Sektör firmaları ise bu hızlı artışı şöyle değerlendiriyorlar. Öncelikle Türkiye bir deprem ülkesi ve bu nedenle bu yenilemeler olumlu olacak. Ayrıca binaların hayata geçeceği 2018 ve 2019 yıllarında hem Türkiye’de hem de çevredeki koşulların daha iyi olacağı inancından dolayı firmaların proje yapma isteği devam ediyor.
Ancak ikinci senaryo olumsuz. Bu artışın zorda olan bazı firmaların bilançolarının daha kötüye gidişini engellemek için ardı ardına yeni projelere girmesinden kaynaklandığını kaydediyorlar.
Bu nedenle bir dönem Fi Yapı gibi firmalarda yaşanan iflaslar gibi sektörde büyük iflaslar olma ihtimalinden bahsediliyor.
Vatandaş kendini nasıl koruyabilir?
Bu anlamda vatandaşın süreçten zarar görmemesi için konut alacağı firmanın bilançolarını görmesi önemli.
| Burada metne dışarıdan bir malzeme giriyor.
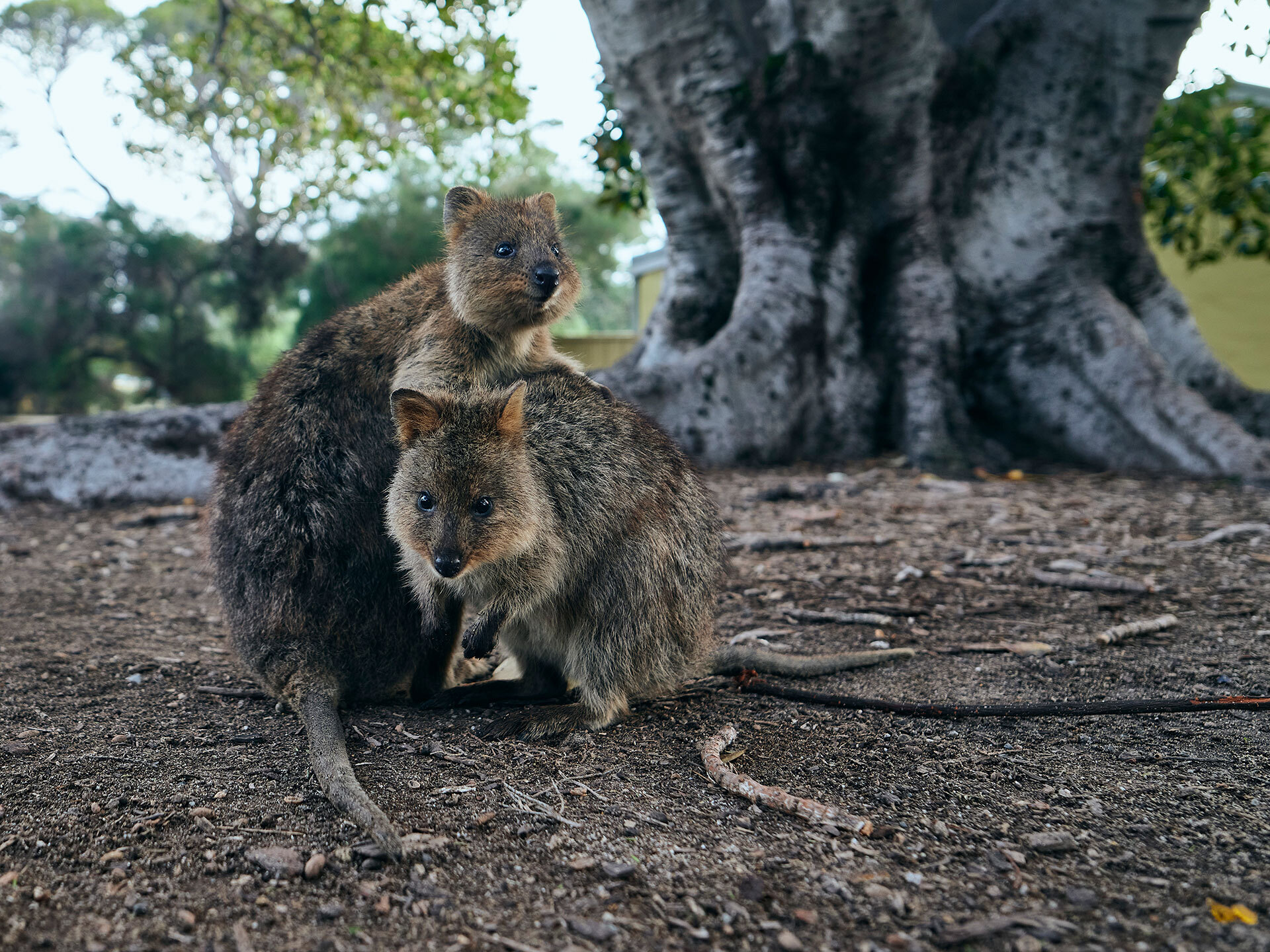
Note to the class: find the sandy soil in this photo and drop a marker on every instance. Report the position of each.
(134, 810)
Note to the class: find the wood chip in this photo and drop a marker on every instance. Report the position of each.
(1144, 627)
(806, 615)
(1025, 649)
(157, 514)
(773, 541)
(1091, 583)
(982, 928)
(1240, 528)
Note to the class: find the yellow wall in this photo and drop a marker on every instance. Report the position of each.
(1231, 302)
(648, 286)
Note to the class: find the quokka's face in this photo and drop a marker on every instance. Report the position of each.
(506, 262)
(459, 496)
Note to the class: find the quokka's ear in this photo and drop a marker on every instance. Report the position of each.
(545, 202)
(417, 414)
(460, 202)
(511, 415)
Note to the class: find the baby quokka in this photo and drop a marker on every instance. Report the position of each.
(579, 536)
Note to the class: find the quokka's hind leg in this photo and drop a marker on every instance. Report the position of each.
(536, 686)
(589, 713)
(435, 666)
(329, 758)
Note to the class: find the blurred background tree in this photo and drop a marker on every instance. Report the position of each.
(332, 130)
(1206, 173)
(399, 229)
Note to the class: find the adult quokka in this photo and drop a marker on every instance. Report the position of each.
(314, 594)
(583, 539)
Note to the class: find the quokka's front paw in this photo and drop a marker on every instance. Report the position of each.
(480, 636)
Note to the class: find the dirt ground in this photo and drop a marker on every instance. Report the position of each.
(132, 807)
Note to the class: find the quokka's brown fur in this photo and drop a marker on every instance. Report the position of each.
(318, 604)
(582, 537)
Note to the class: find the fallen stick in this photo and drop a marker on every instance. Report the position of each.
(251, 694)
(1144, 627)
(806, 615)
(550, 811)
(1240, 528)
(770, 541)
(1091, 583)
(509, 943)
(987, 560)
(773, 797)
(1050, 709)
(984, 928)
(1028, 649)
(157, 514)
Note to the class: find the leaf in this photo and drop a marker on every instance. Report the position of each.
(1230, 914)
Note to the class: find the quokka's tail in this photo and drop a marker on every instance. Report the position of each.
(734, 659)
(329, 758)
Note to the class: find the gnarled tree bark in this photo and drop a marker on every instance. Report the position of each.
(907, 225)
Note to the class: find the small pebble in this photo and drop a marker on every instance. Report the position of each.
(618, 871)
(316, 865)
(1052, 842)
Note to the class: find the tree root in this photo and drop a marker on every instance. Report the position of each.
(959, 709)
(773, 797)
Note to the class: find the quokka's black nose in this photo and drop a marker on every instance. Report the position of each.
(447, 564)
(546, 277)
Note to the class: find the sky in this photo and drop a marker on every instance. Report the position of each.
(559, 65)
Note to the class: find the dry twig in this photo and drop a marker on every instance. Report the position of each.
(1144, 627)
(545, 810)
(984, 928)
(157, 514)
(767, 541)
(1240, 528)
(509, 943)
(773, 797)
(1047, 709)
(1091, 583)
(806, 615)
(251, 694)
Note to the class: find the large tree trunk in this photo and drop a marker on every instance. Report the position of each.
(890, 227)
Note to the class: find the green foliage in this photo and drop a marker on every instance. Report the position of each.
(392, 235)
(83, 300)
(400, 229)
(625, 187)
(1206, 175)
(294, 102)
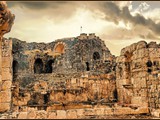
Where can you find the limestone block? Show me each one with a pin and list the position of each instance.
(122, 111)
(6, 85)
(156, 113)
(61, 114)
(80, 112)
(31, 114)
(22, 115)
(89, 112)
(141, 44)
(6, 76)
(5, 96)
(99, 111)
(71, 114)
(108, 111)
(141, 101)
(6, 62)
(52, 115)
(4, 107)
(42, 114)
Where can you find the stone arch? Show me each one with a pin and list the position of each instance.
(96, 55)
(15, 66)
(59, 47)
(48, 66)
(38, 66)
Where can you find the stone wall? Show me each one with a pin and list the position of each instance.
(85, 113)
(5, 88)
(137, 74)
(6, 22)
(61, 91)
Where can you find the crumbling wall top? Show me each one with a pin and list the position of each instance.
(6, 18)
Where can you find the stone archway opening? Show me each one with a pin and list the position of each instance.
(38, 66)
(48, 67)
(59, 48)
(96, 56)
(15, 67)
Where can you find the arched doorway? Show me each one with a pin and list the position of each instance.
(38, 66)
(59, 48)
(15, 67)
(96, 56)
(48, 67)
(87, 66)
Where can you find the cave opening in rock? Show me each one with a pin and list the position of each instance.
(87, 66)
(96, 56)
(149, 63)
(38, 66)
(59, 48)
(48, 67)
(15, 66)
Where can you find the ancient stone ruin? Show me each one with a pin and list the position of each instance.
(76, 77)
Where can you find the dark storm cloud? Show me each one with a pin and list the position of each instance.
(115, 14)
(35, 5)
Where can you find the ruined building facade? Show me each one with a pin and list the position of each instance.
(75, 77)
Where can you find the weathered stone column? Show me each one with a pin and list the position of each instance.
(6, 21)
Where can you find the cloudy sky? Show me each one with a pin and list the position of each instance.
(118, 23)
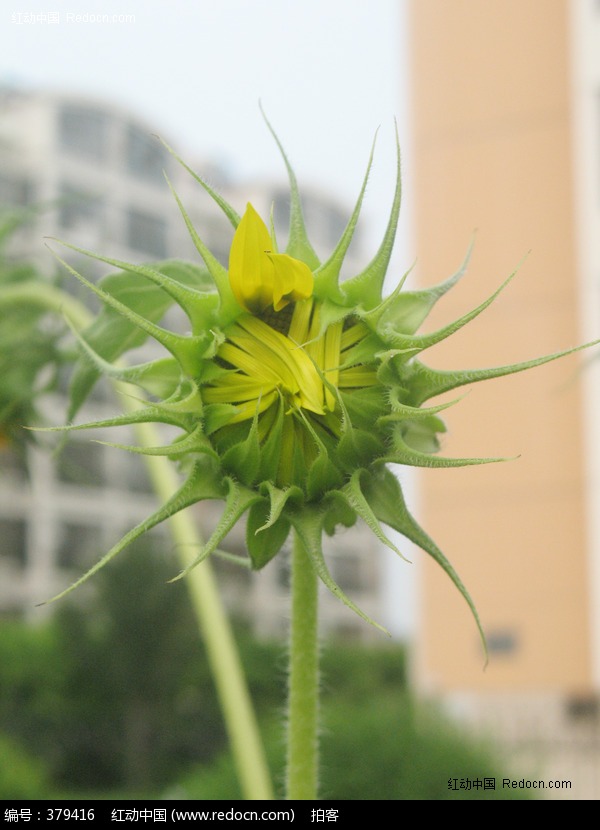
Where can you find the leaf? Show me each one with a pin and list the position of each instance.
(202, 483)
(264, 540)
(385, 496)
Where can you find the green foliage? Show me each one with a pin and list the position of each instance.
(378, 746)
(114, 695)
(30, 343)
(22, 776)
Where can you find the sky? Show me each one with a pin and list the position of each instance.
(328, 73)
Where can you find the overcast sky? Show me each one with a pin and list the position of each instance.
(328, 74)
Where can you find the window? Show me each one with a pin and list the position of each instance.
(78, 546)
(145, 157)
(79, 208)
(15, 190)
(146, 233)
(14, 534)
(81, 463)
(502, 642)
(83, 131)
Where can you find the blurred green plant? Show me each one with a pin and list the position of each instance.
(114, 696)
(31, 342)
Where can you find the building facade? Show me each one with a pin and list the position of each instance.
(505, 141)
(94, 175)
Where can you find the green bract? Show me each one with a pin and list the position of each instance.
(292, 392)
(30, 344)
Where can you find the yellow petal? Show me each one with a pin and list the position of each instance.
(259, 276)
(293, 280)
(250, 269)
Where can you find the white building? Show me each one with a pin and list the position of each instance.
(97, 172)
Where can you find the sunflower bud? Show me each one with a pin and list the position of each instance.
(293, 392)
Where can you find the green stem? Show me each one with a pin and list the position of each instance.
(303, 685)
(223, 656)
(214, 627)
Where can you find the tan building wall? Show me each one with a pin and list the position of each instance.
(492, 151)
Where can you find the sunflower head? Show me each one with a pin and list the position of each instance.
(293, 392)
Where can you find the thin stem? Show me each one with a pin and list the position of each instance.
(213, 624)
(303, 684)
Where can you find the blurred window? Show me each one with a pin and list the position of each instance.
(145, 157)
(81, 463)
(78, 207)
(502, 642)
(15, 190)
(84, 131)
(78, 546)
(146, 233)
(14, 535)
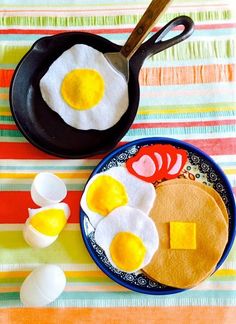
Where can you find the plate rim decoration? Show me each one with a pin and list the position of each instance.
(150, 141)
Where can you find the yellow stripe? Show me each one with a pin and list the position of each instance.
(183, 110)
(69, 274)
(5, 113)
(225, 272)
(3, 95)
(14, 274)
(230, 171)
(70, 175)
(81, 274)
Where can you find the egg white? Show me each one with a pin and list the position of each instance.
(141, 194)
(110, 108)
(128, 219)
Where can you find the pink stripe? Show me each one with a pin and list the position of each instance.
(107, 30)
(184, 124)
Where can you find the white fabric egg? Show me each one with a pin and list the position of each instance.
(120, 188)
(82, 73)
(128, 237)
(42, 286)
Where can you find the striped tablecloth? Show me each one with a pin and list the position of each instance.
(188, 92)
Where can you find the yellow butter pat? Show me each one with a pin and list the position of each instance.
(183, 235)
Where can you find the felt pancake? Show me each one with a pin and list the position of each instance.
(208, 189)
(185, 268)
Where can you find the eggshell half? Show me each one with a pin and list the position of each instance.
(42, 286)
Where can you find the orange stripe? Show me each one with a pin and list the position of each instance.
(185, 124)
(5, 77)
(169, 75)
(150, 315)
(4, 96)
(15, 204)
(187, 74)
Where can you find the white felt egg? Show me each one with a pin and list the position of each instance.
(128, 237)
(114, 188)
(42, 286)
(44, 224)
(83, 88)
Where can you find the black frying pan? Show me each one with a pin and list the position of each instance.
(43, 127)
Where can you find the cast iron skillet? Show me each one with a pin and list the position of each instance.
(43, 127)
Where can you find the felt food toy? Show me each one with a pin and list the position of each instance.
(45, 224)
(83, 88)
(42, 286)
(47, 189)
(193, 233)
(157, 162)
(114, 188)
(128, 237)
(214, 194)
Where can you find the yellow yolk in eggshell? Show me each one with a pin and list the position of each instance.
(49, 222)
(127, 251)
(82, 89)
(105, 194)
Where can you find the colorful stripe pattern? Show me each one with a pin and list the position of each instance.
(187, 92)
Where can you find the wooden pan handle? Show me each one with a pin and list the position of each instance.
(146, 23)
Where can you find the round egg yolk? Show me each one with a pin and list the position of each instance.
(49, 222)
(105, 194)
(127, 251)
(82, 89)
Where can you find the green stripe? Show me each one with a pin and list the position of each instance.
(142, 132)
(118, 20)
(169, 117)
(26, 187)
(12, 139)
(65, 3)
(68, 248)
(230, 105)
(214, 49)
(10, 133)
(98, 281)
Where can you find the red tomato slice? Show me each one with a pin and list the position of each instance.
(157, 162)
(142, 165)
(179, 161)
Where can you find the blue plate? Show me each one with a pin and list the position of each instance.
(200, 167)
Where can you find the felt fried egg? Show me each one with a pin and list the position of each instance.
(114, 188)
(83, 88)
(45, 224)
(128, 237)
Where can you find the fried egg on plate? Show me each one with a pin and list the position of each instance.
(128, 237)
(83, 88)
(113, 188)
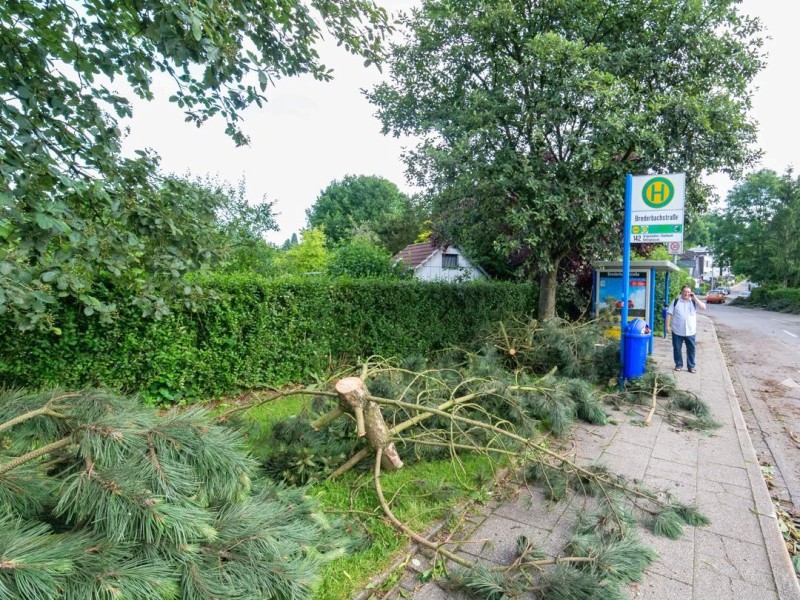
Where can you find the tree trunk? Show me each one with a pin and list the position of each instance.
(547, 293)
(369, 419)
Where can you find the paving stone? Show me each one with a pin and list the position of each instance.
(675, 557)
(725, 474)
(676, 447)
(731, 516)
(733, 559)
(633, 465)
(712, 586)
(532, 508)
(666, 469)
(658, 587)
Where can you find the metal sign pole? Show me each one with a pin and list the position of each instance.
(626, 274)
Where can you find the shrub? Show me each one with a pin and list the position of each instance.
(258, 332)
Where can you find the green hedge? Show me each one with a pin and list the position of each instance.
(259, 332)
(778, 299)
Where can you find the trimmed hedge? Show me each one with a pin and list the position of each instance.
(777, 299)
(260, 332)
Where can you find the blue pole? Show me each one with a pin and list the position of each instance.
(666, 301)
(652, 311)
(626, 272)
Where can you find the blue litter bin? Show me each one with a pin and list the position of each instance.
(637, 340)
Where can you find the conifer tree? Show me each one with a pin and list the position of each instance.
(101, 497)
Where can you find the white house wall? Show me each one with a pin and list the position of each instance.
(432, 270)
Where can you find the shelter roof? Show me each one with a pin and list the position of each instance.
(658, 265)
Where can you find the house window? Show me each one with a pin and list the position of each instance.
(449, 261)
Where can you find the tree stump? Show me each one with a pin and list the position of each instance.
(353, 395)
Bunun için de bir dönem konuşulan bilançoların internet üzerinden yayınlanması belki zorunlu hale gelebilir. Devlet bu noktada sektörde daha büyük sorunların yaşanmaması için firmalara yeni başlayacakları projeler için teminat mektubu zorunluluğu getirerek sektörde mağduriyetleri önleyebilir.
Ayrıca yabancıya gayrimenkul satışının ihracat kapsamına alınıp bu açıdan sektörün desteklenmesi de dile getirilen bir diğer konu.
Gayrimenkul fuarları neden kan kaybediyor?
Türkiye'de gayrimenkul sektörüyle ilgili birçok zirve yapılırken, sınırlı sayıda fuar gerçekleştiriliyor. Zirvelere ilgi devam ederken, Türk firmalarının fuarlara katılımının son iki yıldan bu yana giderek düştüğü dikkat çekiyor. Aynı tablo bu yıl Yeşilköy'de 5'incisi yapılan Gayrimenkul Fuarı'nda yaşandı. Geçen yıl 4'e yakın holde boy gösteren fuar bu yıl ise 2 holde yapıldı. Sektörün büyük oyuncuları da fuarda yoktu. Aslında bu sadece yurt içiyle sınırlı bir durum değil. Buna benzeyen bir durumu Fransa'daki MIPIM ve Dubai'deki Citys Cape gibi uluslararası fuarlarda da gözlemledim. Tabii ki sektörün son zamanlarda yaşadığı ekonomik sıkıntılar firmaların bu tarz organizasyonlara katılma isteğini düşürüyor. Ayrıca fuarların yurtdışında ve yurtiçinde yeterince tanıtılmamasını da katılımcı sayısını düşüren bir etken olarak söylemek gerek.